Author and publisher Michael Korda on what is needed to make a book a bestseller.
While literary merit is all well and good, writers, booksellers and publishers are interested in sales. Book publishers Corgi describe the latest novel 'Worldly Goods' from author Michael Korda as,
A compelling novel of power, passion, greed and revenge.
As well as being an author Michael Korda is also editor and chief of one of New York's top publishers and understands the hype needed to make a book a bestseller. From nationwide advertising to author tours, anything to gain attention is good for sales.
To sell a novel like 'Worldly Goods', you've got to get out there and actually publicise and promote the book yourself. I think the person and the book become a package.
Michael Korda writes with a broad readership in mind in the hope that sales numbers will match this wide audience. For Korda, a combination of sales and literary acclaim would be ideal, but as a publisher, he would take sales over reviews any day of the week.

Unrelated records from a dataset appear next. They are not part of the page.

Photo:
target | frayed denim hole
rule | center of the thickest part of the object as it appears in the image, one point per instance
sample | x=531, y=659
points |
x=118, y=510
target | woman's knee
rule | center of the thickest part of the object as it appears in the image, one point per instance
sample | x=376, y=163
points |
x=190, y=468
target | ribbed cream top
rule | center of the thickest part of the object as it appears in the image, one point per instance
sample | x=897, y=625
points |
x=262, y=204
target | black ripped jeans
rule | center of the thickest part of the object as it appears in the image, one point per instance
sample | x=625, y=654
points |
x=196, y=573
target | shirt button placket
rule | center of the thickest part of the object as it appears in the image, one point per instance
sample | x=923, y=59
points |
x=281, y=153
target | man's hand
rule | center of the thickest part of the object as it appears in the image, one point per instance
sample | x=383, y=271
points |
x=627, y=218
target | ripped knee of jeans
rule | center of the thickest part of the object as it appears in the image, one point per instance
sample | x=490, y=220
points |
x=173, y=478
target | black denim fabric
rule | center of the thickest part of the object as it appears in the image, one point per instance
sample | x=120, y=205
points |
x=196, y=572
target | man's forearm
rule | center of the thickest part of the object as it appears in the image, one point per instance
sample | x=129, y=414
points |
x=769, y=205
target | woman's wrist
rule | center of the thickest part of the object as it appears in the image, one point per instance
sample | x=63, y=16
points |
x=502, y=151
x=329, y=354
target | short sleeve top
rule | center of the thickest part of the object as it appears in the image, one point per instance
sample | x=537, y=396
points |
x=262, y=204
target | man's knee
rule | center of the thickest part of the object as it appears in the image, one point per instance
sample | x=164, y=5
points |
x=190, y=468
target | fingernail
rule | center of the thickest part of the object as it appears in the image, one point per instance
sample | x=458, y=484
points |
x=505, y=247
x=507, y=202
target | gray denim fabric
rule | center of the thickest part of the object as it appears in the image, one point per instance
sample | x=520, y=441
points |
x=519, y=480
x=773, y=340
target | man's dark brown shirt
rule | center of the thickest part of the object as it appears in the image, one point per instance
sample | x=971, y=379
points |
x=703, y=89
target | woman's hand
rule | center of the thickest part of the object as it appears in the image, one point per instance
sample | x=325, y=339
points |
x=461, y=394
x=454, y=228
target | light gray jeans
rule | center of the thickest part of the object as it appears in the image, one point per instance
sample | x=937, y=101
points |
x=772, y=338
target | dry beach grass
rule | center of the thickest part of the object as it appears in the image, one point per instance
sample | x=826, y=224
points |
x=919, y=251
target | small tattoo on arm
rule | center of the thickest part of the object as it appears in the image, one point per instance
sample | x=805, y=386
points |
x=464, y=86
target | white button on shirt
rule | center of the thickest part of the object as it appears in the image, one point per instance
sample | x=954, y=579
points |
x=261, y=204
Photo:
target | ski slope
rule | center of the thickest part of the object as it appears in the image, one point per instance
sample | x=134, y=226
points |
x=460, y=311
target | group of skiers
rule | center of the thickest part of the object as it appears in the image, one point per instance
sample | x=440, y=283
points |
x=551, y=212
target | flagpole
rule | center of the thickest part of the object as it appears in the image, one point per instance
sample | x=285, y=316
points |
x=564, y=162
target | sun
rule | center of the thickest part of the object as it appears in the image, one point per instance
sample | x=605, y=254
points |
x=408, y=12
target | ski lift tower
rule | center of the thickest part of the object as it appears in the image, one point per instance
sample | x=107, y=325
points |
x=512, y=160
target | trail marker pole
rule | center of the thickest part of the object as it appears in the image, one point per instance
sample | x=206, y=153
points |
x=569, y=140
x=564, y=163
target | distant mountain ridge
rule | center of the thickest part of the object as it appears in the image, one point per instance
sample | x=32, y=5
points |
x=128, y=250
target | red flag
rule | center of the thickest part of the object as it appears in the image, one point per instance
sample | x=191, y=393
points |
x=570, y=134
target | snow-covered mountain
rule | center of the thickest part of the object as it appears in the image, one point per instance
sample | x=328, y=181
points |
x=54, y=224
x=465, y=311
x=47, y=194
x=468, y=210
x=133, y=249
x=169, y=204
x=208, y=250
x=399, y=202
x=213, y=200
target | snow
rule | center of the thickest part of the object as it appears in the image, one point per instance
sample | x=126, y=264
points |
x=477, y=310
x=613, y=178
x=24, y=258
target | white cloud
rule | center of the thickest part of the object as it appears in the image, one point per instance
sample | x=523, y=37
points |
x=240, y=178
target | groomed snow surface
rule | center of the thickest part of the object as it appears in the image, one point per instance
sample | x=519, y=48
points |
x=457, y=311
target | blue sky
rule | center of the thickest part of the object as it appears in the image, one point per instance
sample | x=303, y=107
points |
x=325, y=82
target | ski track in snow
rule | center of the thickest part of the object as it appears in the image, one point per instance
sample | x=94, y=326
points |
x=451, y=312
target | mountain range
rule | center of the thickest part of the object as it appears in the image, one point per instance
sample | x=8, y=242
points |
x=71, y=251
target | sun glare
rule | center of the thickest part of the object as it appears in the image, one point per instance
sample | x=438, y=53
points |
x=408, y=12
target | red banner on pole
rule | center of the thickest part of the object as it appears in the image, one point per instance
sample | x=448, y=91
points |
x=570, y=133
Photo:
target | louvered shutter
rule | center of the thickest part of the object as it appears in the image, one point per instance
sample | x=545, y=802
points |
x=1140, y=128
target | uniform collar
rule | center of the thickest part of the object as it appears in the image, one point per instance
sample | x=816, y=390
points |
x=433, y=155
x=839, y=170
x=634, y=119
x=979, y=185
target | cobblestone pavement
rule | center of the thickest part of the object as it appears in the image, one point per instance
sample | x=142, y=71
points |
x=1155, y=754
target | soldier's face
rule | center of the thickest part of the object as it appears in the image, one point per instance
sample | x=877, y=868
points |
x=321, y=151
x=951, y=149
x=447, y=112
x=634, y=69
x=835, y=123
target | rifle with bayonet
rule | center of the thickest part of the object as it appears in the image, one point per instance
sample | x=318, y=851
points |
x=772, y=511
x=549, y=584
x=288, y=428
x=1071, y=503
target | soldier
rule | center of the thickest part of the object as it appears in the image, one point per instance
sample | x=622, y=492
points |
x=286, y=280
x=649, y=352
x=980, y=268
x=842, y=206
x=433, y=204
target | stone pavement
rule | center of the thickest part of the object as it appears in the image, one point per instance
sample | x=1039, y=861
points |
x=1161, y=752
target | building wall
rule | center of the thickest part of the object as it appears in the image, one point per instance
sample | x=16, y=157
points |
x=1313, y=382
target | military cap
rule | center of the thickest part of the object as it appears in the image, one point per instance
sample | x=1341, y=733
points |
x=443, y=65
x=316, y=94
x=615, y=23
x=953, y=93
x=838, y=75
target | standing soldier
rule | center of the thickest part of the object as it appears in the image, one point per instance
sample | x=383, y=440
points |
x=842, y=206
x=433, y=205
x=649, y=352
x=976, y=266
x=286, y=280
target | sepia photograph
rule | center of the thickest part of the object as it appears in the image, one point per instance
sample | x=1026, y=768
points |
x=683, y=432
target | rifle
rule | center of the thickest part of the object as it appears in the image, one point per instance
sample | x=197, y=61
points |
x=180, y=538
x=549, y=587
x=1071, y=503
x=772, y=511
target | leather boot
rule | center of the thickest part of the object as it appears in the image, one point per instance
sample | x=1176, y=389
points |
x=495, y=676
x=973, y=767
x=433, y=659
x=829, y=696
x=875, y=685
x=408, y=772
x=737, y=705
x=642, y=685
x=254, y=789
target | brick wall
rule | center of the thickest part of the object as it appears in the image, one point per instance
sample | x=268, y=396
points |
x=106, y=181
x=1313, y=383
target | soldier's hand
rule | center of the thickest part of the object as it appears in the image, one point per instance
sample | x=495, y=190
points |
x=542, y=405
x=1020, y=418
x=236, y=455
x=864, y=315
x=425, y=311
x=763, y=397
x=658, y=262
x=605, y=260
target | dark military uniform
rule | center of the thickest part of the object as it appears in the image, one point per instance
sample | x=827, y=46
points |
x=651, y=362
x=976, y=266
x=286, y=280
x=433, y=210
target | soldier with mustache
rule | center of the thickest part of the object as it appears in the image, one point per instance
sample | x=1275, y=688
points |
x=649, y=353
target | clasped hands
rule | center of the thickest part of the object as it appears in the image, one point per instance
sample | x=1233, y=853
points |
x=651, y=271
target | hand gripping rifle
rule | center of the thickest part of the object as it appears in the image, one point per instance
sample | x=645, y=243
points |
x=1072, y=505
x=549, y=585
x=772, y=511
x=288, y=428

Book sales are the raison d'être of bookshops and volumes left on the shelves cost money. As such, bookshops appreciate any assistance the publishers offer to help sales.
Bookshop owners are only too pleased to join the marketing merry-go-round.
The need for sales may result in shops promoting books of popular appeal over literary merit.
Sally Mimnagh, a buyer for Eason's bookshop on O'Connell Street in Dublin, says there is a place for entertainment over literary merit. While sales are important, Sally feels that you can't really hype a very bad book to the public.
An RTÉ News report broadcast on 22 November 1983.